Over the last 15 years, as I have forged a career in automotive journalism, I had many opportunities to talk and interact with Dan at launch programs and at auto shows. While he will be best remembered by the industry as the Chrysler executive who rebuilt the company’s frayed relationships with its suppliers in the period immediately after its 2009 bankruptcy, I will remember Dan as a consummate car guy. And on this day when many of his friends lament on him leaving us all too soon, I appreciate the chance PUTC has offered me to share my remembrances.
Back in 2004, Dodge launched the Ram SRT10 in Austin (a monster vehicle that Dan had a big part in bringing to market), and as there were an odd number of journalists, I asked Dan to pair up with me on the morning ride-and-drive. (At manufacturer press events, usually two journalists drive together.) I knew that Dan started his career at American Motors, and as I have owned many “classic” Ramblers, Jeeps and AMCs over the years, the in-truck conversation shifted immediately to the passion we shared for AMC. We immediately missed a turn and spent much of the rest of the morning catching up with the main group.
What I learned from Dan at the time was that he was part of the small team at Jeep that put together the 1998 5.9L Limited version of the first-generation (ZJ) Jeep Grand Cherokee. This was a one-year-only model that stuffed the 245-horsepower Chrysler 360 V-8 between the Grand Cherokee's front wheel wells and was the precursor of all the hot rod SUVs and half-ton pickups that followed, including the last-generation Grand Cherokee SRT8. (Dan headed the SRT division at the time of the third-generation WK Grand Cherokee.) The 5.9L Limited Grand Cherokee was a legitimate 140 mph SUV that, while biased for on-road performance, still had the chops (and ground clearance) to go off-road. About 15,000 were built here in the U.S., with a few built in Graz, Austria, as well.
A year later, in 2005, Chrysler had an SRT program at Willow Springs International Raceway, and Dan was one of the presenters. A few months earlier I had done a road trip from London to Maranello, Italy, in a Ford GT and Dodge Viper and had scheduled a week with a Ford GT here in California for the same time period as the SRT event. My idea was to get shots of the Viper and Ford GT together at Willow Springs after the conclusion of the program.

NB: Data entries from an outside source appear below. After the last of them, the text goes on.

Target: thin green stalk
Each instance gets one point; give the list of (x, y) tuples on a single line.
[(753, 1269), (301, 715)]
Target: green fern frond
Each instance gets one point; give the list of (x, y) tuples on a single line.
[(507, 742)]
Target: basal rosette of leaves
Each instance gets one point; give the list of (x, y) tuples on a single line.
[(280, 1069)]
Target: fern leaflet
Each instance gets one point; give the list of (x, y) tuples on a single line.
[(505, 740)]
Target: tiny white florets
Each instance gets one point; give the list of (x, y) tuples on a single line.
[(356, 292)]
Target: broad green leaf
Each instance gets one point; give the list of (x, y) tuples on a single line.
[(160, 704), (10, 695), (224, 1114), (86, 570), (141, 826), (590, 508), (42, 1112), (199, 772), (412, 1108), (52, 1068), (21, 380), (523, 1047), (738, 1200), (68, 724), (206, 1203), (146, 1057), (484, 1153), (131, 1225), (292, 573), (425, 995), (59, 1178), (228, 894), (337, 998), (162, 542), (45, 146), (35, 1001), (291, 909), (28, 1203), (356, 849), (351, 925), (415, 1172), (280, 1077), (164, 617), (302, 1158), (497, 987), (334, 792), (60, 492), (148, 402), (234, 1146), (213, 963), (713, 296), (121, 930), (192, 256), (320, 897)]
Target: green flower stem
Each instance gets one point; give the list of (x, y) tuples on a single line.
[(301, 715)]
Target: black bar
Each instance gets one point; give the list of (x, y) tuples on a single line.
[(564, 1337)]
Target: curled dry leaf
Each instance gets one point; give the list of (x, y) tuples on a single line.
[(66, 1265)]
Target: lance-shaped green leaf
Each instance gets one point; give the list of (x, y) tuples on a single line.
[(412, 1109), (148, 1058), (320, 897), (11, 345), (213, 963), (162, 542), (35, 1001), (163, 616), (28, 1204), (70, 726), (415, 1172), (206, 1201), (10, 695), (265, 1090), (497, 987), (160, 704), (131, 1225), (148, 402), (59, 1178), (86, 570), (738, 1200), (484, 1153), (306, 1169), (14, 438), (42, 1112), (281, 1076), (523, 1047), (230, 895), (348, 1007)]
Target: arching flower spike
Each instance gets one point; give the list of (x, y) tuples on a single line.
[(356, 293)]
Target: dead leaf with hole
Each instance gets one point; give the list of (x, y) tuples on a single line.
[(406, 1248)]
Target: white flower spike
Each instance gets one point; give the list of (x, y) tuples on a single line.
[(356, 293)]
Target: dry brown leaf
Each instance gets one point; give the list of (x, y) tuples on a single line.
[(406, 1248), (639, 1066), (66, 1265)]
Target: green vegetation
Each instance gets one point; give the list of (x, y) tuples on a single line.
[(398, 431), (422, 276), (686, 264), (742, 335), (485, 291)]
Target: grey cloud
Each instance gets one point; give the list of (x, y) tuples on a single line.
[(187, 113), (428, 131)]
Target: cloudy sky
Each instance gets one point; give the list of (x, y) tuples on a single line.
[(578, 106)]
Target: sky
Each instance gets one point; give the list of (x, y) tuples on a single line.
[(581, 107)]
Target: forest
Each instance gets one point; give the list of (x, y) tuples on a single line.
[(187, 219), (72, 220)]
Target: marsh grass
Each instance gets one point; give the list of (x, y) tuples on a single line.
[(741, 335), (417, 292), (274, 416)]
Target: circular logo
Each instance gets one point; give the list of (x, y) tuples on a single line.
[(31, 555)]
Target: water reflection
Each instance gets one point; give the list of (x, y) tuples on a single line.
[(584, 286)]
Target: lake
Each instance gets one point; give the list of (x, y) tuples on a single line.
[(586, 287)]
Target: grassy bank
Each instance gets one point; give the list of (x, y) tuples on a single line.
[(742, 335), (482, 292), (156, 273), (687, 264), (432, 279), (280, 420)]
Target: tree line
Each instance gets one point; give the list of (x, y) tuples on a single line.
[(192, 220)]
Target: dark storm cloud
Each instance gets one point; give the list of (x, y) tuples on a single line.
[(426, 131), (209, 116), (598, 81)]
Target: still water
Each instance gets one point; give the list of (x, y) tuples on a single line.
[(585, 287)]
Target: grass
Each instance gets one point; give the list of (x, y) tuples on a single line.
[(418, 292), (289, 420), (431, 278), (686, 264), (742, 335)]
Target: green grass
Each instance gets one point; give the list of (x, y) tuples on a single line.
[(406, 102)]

The photo session worked out great as it was very overcast, and we got some dynamic shots. After we pulled into the pits, I saw Dan walking up to me, helmet in hand. He asked me if he could take out the Ford GT for a couple of laps. Not thinking much about it, I said sure “but bring it back to me in one piece,” which he did. But what I remember most from that day was Dan pulling into the pits and getting out of the Ford GT. He had a giant boyish grin that stretched from ear to ear. I asked him what he thought about the Ford GT, and he replied, “It's a fine piece of work. I tip my hat to Ford.”
That tells you a lot about Dan. What I think will be well-known in the days that follow, was how well respected and liked he was. He was passionate about everything automotive. If you look in the dictionary for the definition of “car guy,” you'll likely see Dan's picture there.
All I can say right now is that this world is a much poorer place for Dan's passing. But he left behind a great legacy, the respect of his peers, and those of us as journalists who knew him, and his personal stamp on some damn fine cars and trucks.
Goodbye, my friend.
Richard Truesdell is editorial director at Automotive Traveler magazine.